La crisis humanitaria del hambre sigue su carrera ascendente, en el más reciente informe de la ONU sobre este tema se han revelado las preocupantes cifras.
Según este nuevo informe de la ONU, “El hambre en América Latina y el Caribe está en su punto más alto desde el 2000, después de un aumento del 30 por ciento en el número de personas que padecen hambre entre 2019 y 2020”.
Sin pelos en la lengua, Julio Berdegué, representante regional de la FAO dijo lo siguiente: “Debemos decirlo fuerte y claro: América Latina y el Caribe enfrenta una situación crítica en términos de su seguridad alimentaria. Ha habido un aumento de casi el 70 por ciento del hambre entre 2014 y 2020”.
Esto indica que el problema del hambre es uno de los retos no superados y que su presencia está causando muchos problemas de salud pública y muertes sobre todo en la población más desprotegida.
En La Guajira como parte desprotegida por la nación colombiana, este fenómeno se acentúa y se registran cifras en aumento si comparamos los decesos que llevamos a la altura de la semana 12, con los acaecidos en este mismo intervalo del año pasado.
Esto a las claras nos indica varias cosas, la primera es que no hay por parte del Icbf cobertura universal o que si la hubiera los programas no están llegando a toda la población infantil.
El Icbf en las distintas modalidades de primera infancia que es su programa de mayor cobertura en el territorio guajiro, solo alcanza a tener como beneficiarios a 94.147 niños, además, atiende un número menor en programas como mil días para cambiar el mundo y los que se dan en los Centros de Recuperación Nutricional, CRN.
Las cifras del último censo poblacional del Dane confirman que La Guajira ha presentado un crecimiento poblacional del 33,5% entre los años 2010 y 2020, pasando de 818.740 a 1.093.671 habitantes.
También reconoce el Dane que en la entidad territorial viven 393.322 niños y niñas de 0 a 14 años, que representan el 35,98% de la población departamental y esto sin darle alcance a los subregistros que dé que los hay, los hay.
Frente a estas estadísticas podemos categóricamente concluir que una alta cifra de nuestros infantes se quedan por fuera de la atención asistencialista que se hace a través del Icbf y que por ello no podrán desaparecer las muertes diarias y dolorosas de lo más Protegido por nuestra CN, la niñez.
Desde esta, mi orilla, y ante estas cifras desgarradoras, hago un llamado a los distintos estamentos públicos y privados a luchar por la desaparición del hambre, estableciendo a nivel nacional políticas públicas que garanticen la seguridad alimentaria en el país y en particular a mis paisanos guajiros los invito a que no nos distraigamos con riñas y señalamientos internos, de elevados egos y vanidades; sino que aprovechemos las órdenes judiciales de amparo y protección falladas en favor de nuestra niñez, sobre todo la Sentencia T-302 de 2017 de la Corte Constitucional, para que se establezcan programas macro que ataquen de raíz el gran problema del hambre que pasa por la solución del suministro de agua potable, vias, empleo para generar capacidad adquisitiva de la canasta básica y otros factores a resolver.

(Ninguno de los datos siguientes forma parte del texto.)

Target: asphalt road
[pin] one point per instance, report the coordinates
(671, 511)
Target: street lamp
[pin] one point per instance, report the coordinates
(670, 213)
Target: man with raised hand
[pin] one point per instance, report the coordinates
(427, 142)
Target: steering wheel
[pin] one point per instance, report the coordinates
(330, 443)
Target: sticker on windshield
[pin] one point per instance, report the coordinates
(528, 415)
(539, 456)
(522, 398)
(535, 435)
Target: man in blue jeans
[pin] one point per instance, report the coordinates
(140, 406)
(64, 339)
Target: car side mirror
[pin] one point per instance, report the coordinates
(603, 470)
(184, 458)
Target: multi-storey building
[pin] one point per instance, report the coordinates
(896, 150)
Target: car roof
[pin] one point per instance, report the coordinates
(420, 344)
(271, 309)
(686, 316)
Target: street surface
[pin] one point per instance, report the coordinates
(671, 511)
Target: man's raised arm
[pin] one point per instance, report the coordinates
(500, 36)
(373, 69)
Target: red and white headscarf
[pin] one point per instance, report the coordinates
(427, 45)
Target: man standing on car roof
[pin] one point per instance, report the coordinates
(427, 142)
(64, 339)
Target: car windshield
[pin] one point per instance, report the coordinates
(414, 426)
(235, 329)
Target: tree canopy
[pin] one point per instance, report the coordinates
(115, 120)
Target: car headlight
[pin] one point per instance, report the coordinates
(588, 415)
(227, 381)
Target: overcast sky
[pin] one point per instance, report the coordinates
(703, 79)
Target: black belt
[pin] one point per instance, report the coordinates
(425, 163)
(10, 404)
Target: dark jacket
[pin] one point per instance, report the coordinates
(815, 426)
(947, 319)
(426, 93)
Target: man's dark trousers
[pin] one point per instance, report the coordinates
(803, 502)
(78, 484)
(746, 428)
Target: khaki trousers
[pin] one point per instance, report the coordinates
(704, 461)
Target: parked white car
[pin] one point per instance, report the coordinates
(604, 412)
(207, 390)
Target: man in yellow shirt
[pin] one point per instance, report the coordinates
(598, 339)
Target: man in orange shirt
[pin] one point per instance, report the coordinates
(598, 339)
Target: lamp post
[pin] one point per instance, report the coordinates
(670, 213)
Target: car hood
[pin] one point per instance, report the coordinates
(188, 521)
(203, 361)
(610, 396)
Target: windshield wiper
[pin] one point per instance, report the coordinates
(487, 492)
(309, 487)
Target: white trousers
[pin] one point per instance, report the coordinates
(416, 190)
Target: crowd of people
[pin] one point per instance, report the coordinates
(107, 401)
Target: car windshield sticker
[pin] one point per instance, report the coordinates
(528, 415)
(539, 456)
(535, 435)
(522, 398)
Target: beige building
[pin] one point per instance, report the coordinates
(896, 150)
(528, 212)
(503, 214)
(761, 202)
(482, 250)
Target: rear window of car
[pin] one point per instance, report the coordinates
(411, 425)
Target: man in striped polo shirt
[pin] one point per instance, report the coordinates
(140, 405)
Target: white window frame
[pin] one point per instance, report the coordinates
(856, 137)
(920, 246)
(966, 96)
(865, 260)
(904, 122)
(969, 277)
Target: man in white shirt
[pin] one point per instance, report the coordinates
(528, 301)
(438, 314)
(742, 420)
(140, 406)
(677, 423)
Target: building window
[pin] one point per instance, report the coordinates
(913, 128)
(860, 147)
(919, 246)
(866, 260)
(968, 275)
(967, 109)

Trabajemos unidos por las cosas grandes que este amparo constitucional nos concede y la vía es tomar como carta de navegación el Conpes 3944 del 4 de agosto de 2018, para exigirle al Gobierno nacional y los territoriales que se le pongan a este Conpes los recursos para financiar las catorce líneas de acción y las 157 acciones a cargo de 30 entidades responsables de su ejecución. ¡Manos a la obra!